Liberalizm nazariyatı (kuramı), bu memleketin güç anlayacağı bir şeydir. Biz iktisatta mutedil (ılımlı) devletçiyiz. Bizi bu istikamete (yöne) sevk eden, bu memleketin ihtiyacı ve bu milletin fıtri temayülüdür (yaradılıştan gelen eğilimidir). Mutedil devletçi olarak halkın temayülatına (eğilimlerine) ve metalibine (isteklerine) yetişemiyoruz diye kusurluyuz. Devletçilikten büsbütün vazgeçip her nimeti (yararı) sermayedarların faaliyetinden beklemeye sevk etmek bu memleketin anlayacağı bir şey midir?

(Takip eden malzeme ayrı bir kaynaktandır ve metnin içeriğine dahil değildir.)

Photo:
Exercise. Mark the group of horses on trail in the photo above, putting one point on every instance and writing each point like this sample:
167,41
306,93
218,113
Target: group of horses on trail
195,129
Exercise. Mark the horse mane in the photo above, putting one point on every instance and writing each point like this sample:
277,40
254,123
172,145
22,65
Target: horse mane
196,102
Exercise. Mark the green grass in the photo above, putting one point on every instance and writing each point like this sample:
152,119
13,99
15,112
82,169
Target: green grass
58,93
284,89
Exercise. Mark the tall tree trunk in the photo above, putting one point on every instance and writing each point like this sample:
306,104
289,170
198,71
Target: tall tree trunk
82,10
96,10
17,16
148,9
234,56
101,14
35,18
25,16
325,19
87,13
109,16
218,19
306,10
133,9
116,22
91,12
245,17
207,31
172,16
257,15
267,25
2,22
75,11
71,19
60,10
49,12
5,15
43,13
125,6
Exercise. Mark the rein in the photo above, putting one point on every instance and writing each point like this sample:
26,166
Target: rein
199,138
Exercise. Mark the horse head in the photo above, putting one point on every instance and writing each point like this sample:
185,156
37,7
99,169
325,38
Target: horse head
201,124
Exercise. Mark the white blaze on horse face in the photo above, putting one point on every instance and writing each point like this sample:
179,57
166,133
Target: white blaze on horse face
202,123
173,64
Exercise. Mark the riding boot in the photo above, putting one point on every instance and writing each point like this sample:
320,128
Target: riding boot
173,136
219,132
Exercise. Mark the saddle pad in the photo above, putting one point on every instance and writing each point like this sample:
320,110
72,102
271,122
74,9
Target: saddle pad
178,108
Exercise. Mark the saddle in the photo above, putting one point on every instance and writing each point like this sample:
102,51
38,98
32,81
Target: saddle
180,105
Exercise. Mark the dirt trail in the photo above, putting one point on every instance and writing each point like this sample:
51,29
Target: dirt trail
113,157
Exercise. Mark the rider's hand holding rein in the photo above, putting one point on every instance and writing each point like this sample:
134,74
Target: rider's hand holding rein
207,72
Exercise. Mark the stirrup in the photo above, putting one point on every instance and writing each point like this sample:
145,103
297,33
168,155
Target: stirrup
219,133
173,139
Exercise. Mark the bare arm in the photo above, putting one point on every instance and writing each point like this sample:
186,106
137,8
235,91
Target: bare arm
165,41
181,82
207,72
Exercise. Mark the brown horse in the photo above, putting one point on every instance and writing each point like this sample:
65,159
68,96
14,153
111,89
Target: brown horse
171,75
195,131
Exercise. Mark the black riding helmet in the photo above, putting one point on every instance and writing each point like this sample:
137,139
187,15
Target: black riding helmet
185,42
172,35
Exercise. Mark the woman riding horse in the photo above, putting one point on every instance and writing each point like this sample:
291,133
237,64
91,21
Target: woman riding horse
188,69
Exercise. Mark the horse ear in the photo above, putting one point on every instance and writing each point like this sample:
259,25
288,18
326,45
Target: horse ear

Liberalizm’den Devletçi politikaya geçişte İktisat Vekili Celal Bayar devletçiliği şöyle açıklamıştır (Kuruç, 1987: 137): “Bizler İstihale (değişme) devri geçiriyoruz. Liberalizmi-dilim dahi dönmüyor, bu kelime bana o kadar yabancı geliyor- yıkaraktan, memleketimizde güdümlü bir ekonominin esaslarını kurmak istiyoruz.”

Türkiye’de Devletçilik, Cumhuriyetin kuruluşundan itibaren toprak ve sermaye kökenli varlıklı sınıfların siyasi iktidara adım adım nasıl yeniden egemen olduklarının hikâyesidir (Boratav, 2006: 15). 1930-1945 yılları arsındaki dönem devletçilik dönemi sayılır. Aslına bakılırsa devlet liberal dönem olarak adlandırılan dönemde dahi müdahaleci olmuştur. Dünya buhranı sonrası ise daha çok müdahaleci olmuştur. İsmet Paşa, “en serbest zannolunan bir sanat veya ticaret müreffeh olabilmek için, mutlaka devletin yardımına ve müdahalesine ihtiyaç göstermektedir” diyerek devletin bu dönemde uygulayacağı politikayı özetlemektedir (Avcıoğlu, 2001: 445).

1930-1945 döneminde iktisat politikaları bakımından iki belirleyici unsur mevcuttur; Korumacılık ve devletçilik. Bu yıllar amaçları ve elde edilen sonuçları bakımından ilk sanayileşme dönemi olarak adlandırabiliriz (Boratav, 2010: 59). Dönemin siyasetçileri Türkiye’deki devletçiliğin, siyasal sorumlular nezdinde, özel mülkiyet ve girişimi sınırlamak, küçültmek değil, fakat korumak için geliştirilmiş bir politika olarak değerlendirilmesi gerektiğini açıklıyorlardı (Tezel, 1982: 221).

Devletçiliğin ortaya çıkışında iki önemli tez mevcut idi: bunlardan ilki, özel sektörün başarılı olamadığı alanlara devle müdahalesiydi. Diğer görüş ise daha radikaldi ve girişimcilerin yetenekli veya istekli olup olmamasına bakmaksızın bazı alanlarda devlet sektörünün faaliyet göstermesinin daha verimli olacağını savunuyordu (Buğra, 2008: 158).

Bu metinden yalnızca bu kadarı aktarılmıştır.